The increase in GDP next year has to be lowered from 1.5% in the 2012 budget bill to “at least 0.5%, but that’s the upper limit, perhaps it could be lower”, Mr Orban said on m1. He added that the forint’s exchange rate to the euro had to be knocked back in the budget bill, too, because of euro zone countries’ worsening performance next year and a possible failure to bolster their shared currency.

“These two factors are bringing us in the direction of recalculating the budget and adjusting it to the changed conditions in Europe. We can only hope that we do not have to do this mid-year,” Mr Orban said.

 National Economy Minister Gyorgy Matolcsy said at the end of November already that the 1.5% growth projection in the 2012 budget bill was unrealistic because of the worsening outlook for growth in Germany, Hungary’s biggest trading partner, and instead put it in a range between 0.5% and 1%.

Speaking about National Development Minister Tamas Fellegi’s offer on Thursday to resign to focus on talks with the International Monetary Fund (IMF), Mr Orban said he appreciated the minister’s reasons for wanting to relinquish his portfolio but added that Mr Fellegi had to remain a member of the government if he was to represent the stand of the cabinet.

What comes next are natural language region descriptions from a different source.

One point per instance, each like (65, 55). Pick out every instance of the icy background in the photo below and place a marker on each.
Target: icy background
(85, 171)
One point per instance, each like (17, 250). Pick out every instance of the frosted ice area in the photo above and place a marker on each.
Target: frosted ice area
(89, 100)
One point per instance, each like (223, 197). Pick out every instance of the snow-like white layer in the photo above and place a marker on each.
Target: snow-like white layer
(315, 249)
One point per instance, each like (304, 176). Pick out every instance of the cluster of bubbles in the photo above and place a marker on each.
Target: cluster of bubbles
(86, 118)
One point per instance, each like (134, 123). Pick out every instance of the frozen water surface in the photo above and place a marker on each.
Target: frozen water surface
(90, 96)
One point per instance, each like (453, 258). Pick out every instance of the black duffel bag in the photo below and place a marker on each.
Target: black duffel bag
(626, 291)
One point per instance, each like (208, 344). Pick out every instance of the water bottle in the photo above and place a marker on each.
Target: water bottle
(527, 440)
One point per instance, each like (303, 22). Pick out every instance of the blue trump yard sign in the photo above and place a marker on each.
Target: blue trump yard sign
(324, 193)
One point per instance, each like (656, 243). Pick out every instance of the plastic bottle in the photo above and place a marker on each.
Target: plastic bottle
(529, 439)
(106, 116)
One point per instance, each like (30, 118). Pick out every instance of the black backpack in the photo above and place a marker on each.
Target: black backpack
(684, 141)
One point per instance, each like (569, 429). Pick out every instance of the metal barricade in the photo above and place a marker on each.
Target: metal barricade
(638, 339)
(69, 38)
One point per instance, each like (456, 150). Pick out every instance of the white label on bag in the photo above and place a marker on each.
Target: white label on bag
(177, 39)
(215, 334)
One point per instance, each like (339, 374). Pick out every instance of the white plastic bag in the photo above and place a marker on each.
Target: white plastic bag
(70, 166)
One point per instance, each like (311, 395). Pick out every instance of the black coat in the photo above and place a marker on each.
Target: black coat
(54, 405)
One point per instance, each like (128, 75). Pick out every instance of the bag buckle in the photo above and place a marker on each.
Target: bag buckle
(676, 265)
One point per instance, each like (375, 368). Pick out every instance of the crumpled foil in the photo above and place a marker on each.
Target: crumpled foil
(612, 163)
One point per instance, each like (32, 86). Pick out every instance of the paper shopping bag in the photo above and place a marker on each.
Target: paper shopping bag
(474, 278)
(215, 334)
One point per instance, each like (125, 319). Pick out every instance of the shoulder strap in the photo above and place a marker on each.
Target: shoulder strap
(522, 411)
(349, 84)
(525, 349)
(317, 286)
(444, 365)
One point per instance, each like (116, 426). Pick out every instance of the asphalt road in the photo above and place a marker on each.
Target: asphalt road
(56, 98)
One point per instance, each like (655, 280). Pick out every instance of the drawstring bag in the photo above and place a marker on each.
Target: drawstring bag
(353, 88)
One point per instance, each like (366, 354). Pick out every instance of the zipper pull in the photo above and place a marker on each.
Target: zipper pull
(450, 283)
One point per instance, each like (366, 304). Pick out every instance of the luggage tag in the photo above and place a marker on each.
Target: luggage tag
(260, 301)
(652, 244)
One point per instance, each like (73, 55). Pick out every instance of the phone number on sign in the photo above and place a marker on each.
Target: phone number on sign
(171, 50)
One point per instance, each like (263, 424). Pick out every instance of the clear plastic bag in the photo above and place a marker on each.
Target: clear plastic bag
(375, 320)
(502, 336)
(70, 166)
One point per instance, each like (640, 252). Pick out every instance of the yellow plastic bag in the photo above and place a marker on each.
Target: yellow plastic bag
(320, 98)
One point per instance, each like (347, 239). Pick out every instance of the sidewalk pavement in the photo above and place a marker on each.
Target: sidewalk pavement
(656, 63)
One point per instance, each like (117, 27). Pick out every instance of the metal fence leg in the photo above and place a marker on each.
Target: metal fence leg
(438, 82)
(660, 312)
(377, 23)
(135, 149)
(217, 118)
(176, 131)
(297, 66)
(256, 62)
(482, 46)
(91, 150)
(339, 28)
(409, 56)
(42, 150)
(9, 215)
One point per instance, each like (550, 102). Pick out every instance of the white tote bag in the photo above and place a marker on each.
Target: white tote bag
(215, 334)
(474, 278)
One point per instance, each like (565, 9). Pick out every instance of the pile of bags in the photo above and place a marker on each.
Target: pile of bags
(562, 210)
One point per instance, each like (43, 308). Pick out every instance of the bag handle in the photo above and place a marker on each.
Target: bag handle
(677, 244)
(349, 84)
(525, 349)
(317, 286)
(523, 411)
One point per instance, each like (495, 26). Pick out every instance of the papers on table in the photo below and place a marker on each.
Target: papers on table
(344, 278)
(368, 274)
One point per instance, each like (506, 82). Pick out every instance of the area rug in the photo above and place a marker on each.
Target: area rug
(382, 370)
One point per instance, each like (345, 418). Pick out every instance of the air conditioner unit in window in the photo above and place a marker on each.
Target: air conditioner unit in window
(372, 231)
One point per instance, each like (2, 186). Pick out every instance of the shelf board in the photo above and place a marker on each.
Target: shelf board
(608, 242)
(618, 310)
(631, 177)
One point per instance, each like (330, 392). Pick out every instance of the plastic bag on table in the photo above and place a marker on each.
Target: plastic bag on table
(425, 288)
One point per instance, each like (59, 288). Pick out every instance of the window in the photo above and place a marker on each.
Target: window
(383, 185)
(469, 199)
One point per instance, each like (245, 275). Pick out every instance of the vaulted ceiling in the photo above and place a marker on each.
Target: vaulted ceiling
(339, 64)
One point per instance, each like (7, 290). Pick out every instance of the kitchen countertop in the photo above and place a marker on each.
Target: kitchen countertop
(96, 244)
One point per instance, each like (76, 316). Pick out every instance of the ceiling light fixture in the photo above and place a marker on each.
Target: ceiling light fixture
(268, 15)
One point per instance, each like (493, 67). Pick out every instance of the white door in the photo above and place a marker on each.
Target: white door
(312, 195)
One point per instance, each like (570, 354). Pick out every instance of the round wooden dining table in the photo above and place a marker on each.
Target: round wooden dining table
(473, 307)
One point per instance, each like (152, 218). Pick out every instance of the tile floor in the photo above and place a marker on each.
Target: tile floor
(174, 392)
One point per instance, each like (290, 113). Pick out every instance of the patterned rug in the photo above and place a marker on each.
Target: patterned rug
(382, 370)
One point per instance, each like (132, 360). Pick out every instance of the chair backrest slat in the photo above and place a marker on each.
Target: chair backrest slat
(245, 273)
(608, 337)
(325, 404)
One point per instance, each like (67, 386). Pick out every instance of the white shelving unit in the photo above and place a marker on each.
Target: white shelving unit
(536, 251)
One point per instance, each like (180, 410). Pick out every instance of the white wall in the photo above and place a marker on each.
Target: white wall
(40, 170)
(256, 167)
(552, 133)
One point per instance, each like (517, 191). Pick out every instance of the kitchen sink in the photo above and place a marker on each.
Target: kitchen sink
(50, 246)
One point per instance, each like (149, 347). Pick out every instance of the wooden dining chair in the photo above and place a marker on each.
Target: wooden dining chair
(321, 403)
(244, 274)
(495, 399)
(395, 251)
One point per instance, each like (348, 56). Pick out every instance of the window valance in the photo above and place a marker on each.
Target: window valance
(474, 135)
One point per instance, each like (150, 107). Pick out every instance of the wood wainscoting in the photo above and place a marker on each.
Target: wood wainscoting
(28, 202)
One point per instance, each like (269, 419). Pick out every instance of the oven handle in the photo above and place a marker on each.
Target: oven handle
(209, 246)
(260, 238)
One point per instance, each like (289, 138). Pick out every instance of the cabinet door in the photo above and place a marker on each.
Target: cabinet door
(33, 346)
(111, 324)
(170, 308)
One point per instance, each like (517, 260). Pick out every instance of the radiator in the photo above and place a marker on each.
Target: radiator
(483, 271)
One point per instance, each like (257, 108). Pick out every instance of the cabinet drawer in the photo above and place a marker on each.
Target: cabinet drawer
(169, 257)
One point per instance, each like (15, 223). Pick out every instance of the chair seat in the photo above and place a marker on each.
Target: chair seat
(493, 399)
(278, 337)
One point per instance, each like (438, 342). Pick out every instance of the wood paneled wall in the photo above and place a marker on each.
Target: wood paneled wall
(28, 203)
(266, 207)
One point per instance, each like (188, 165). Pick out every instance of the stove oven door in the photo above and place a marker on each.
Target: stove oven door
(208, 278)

“We must find a solution for this, but he has to remain in the government, because otherwise how could he represent the stand of the Hungarian government with sufficient weight,” he said, adding that details on a decision taken on the matter would be announced on Monday at the latest.

Describing Hungary’s stand at a summit of European Union leaders in Brussels on Friday, Mr Orban said it would be in the country’s best interest if euro zone countries solve the problem of their crisis-stricken currency in a way that does not make Hungarians pay, that does not cause the EU to weaken and that expands the possibilities of Hungarian economic policy.

Speaking about a government scheme allowing early repayment of foreign currency-denominated mortgages at discounted exchange rates, the prime minister said forex loans were bad products and could not remain in the country’s economy.

“Even if banks did not originally want this, they have to see now that it is in their interest too to find a joint solution to withdrawing [forex loans],” he said.